Dangote's Tanzanian Cement Factory

Dangote’s Tanzanian Cement Factory– After their heated disagreement last year, the Tanzanian government has offered Dangote Cement Company, located in the southeastern town of Mtwara, a land to mine coal for its operations.

The bone of contention in December 2016 was over the availability of natural gas for Dangote to run his cement operations in Tanzania.

In 2014 the billionaire was assured that he would have access to cheap natural gas to power the factory. Consequently the factory was established near Mtwara, where there are natural gas deposits.

With the assumption of John Magufuli’s administration came policies that countered the previous agreement of Dangote and former president Jakaya Kikwete.
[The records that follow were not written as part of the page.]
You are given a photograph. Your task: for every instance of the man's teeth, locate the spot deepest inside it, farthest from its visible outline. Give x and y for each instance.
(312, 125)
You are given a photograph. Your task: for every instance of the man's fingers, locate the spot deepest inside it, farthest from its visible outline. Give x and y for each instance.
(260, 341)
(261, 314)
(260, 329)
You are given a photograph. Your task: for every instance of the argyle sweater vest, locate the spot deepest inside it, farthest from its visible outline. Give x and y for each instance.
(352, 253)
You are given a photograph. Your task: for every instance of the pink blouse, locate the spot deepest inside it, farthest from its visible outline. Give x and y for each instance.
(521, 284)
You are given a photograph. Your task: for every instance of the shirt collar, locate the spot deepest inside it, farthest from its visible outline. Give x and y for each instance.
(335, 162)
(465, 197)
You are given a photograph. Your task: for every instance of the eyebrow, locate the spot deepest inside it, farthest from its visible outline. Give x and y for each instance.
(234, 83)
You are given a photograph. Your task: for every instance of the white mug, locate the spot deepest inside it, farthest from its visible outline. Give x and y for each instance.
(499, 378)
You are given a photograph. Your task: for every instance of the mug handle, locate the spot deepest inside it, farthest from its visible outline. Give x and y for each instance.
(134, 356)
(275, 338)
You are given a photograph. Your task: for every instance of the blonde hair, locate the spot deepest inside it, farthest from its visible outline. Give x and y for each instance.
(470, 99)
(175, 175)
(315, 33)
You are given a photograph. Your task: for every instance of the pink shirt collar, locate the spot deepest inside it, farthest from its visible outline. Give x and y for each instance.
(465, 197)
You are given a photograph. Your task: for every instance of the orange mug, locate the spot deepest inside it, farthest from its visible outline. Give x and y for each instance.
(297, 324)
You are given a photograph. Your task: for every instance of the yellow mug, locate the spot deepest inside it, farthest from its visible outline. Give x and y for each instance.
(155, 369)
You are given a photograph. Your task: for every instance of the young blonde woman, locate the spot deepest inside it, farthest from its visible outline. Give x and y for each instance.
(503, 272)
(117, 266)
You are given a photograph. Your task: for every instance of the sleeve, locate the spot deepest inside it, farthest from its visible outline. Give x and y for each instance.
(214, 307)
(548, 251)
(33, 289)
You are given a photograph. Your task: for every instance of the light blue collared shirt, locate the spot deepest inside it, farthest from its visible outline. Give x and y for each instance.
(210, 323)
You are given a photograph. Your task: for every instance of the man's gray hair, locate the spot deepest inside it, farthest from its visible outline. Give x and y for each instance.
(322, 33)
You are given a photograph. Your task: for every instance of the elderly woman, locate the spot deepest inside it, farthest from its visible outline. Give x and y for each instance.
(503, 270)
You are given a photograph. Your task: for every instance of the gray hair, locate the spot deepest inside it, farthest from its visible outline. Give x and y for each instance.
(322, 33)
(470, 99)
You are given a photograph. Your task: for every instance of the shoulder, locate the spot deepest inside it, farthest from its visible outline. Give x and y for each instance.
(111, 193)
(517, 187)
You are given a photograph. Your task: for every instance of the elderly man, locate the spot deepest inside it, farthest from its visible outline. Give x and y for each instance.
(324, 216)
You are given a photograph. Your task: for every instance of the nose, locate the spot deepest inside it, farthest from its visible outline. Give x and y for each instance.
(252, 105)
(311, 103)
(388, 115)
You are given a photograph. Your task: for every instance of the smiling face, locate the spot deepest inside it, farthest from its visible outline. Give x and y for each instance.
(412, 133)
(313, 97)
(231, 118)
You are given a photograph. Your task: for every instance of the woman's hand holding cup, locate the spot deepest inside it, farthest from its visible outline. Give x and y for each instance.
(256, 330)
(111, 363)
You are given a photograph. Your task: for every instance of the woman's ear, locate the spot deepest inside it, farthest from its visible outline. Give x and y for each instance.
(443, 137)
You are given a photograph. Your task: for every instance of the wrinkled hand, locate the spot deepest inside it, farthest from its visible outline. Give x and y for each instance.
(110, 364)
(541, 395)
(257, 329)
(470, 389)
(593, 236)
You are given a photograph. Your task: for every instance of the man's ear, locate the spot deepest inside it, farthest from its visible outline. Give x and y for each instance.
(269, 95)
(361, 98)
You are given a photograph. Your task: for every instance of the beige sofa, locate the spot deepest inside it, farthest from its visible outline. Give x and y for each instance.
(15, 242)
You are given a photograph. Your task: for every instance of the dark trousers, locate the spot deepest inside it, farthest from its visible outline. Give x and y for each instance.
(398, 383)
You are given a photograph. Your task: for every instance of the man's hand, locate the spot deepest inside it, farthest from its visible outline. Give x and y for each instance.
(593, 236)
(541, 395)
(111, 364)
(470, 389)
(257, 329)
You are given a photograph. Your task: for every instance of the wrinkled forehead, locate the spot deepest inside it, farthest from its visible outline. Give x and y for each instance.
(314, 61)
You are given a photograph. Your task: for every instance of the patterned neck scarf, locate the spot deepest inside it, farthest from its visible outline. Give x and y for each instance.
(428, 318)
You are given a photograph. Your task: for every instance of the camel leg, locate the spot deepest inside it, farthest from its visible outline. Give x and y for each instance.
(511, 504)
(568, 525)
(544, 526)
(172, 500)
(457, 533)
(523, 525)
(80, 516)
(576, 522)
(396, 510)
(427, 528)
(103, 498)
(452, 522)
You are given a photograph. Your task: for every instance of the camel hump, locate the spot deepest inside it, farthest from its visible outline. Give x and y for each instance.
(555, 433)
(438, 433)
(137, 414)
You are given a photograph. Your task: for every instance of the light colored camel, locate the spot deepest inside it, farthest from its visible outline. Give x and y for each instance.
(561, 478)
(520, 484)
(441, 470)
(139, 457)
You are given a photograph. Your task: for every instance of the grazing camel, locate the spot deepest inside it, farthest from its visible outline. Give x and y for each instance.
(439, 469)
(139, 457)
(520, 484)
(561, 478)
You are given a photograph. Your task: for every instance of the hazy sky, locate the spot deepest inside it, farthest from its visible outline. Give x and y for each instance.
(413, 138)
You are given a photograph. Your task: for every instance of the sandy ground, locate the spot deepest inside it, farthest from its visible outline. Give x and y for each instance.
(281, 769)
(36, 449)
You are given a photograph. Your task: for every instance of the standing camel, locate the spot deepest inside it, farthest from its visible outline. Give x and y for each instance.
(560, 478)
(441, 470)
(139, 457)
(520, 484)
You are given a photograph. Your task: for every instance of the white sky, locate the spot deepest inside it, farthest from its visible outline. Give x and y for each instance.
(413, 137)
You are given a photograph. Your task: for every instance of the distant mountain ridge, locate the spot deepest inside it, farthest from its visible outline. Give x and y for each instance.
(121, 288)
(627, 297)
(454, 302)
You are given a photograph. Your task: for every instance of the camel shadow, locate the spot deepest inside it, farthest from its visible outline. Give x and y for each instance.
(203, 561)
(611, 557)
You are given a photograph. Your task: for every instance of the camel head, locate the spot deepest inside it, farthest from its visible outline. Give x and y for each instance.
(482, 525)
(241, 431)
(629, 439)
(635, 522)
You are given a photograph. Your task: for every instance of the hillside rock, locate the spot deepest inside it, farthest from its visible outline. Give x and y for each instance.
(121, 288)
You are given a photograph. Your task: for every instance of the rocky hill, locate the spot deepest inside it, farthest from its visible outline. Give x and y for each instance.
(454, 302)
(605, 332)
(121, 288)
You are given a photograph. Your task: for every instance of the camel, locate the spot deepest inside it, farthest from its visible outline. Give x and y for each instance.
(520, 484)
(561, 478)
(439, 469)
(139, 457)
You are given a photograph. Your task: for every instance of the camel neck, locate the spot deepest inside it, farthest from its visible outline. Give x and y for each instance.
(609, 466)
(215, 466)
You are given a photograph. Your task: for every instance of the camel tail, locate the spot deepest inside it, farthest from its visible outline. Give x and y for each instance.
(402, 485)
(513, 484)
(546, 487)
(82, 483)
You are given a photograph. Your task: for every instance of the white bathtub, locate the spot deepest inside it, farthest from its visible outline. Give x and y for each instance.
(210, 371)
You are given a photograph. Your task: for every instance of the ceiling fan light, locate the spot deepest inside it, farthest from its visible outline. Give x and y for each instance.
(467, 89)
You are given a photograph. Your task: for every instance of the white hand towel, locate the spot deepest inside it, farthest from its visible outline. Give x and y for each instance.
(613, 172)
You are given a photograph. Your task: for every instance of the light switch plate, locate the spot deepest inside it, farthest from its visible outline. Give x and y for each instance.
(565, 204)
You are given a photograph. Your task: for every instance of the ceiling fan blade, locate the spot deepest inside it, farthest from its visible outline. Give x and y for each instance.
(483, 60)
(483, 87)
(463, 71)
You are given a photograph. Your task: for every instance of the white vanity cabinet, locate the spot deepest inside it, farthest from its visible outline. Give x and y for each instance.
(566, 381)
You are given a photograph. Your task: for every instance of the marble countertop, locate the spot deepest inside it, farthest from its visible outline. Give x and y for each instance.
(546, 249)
See Also: Dangote Sets Out To Invest Over $400 Million In Zimbabwe

And in what seemed to be a non-verbal feud, Dangote boycotted Tanzanian coal and opted to import from South Africa. The Tanzanian government equally found this move unfavorable as the East African nation has substantial coal deposits.

With a subsequent ban on coal importation, Dangote’s cement factory spent as much as $4 million per month on diesel.


Harpeet Duggal, Dangote Tanzania CEO, said:

“Our plant uses six million liters of diesel per month to run generators after the promises to supply it with natural gas, which is produced in a nearby gas field, failed to materialize.”

Dangote finally shut down the $500 million cement factory which has an annual capacity of 3 million tonnes. Economic analysts warned and advised the government to reconsider their stand on the dispute with Africa’s richest man.

The disagreement tended to give a wrong impression to investors who had businesses for Tanzania.

President Magufuli met with Nigerian billionaire and reached an agreement that the Dangote group “will now buy natural gas directly from the state-run TPDC (Tanzania Petroleum Development Corporation)”.

See Also: Dangote’s Tanzania Row may Discourage Others From Investing In The Country

Adding to that, the Tanzanian government has now offered the Dangote a group a 10-square-kilometre plot of land to mine coal for the running of the cement factory.

Since the ban on importation of coal from South Africa, it was discovered that the only coal producing company in the country, Tancoal, could not sufficiently meet the market demands.

Consequently the Tanzanian ministry of energy and minerals has thought it wise to make a source of coal supply available for the Dangote subsidiary to fuel its operations.

This is good news for both Tanzania and Dangote’s cement factory; More so when the business guru plans to double Tanzania’s annual output of cement to 6 million tonnes.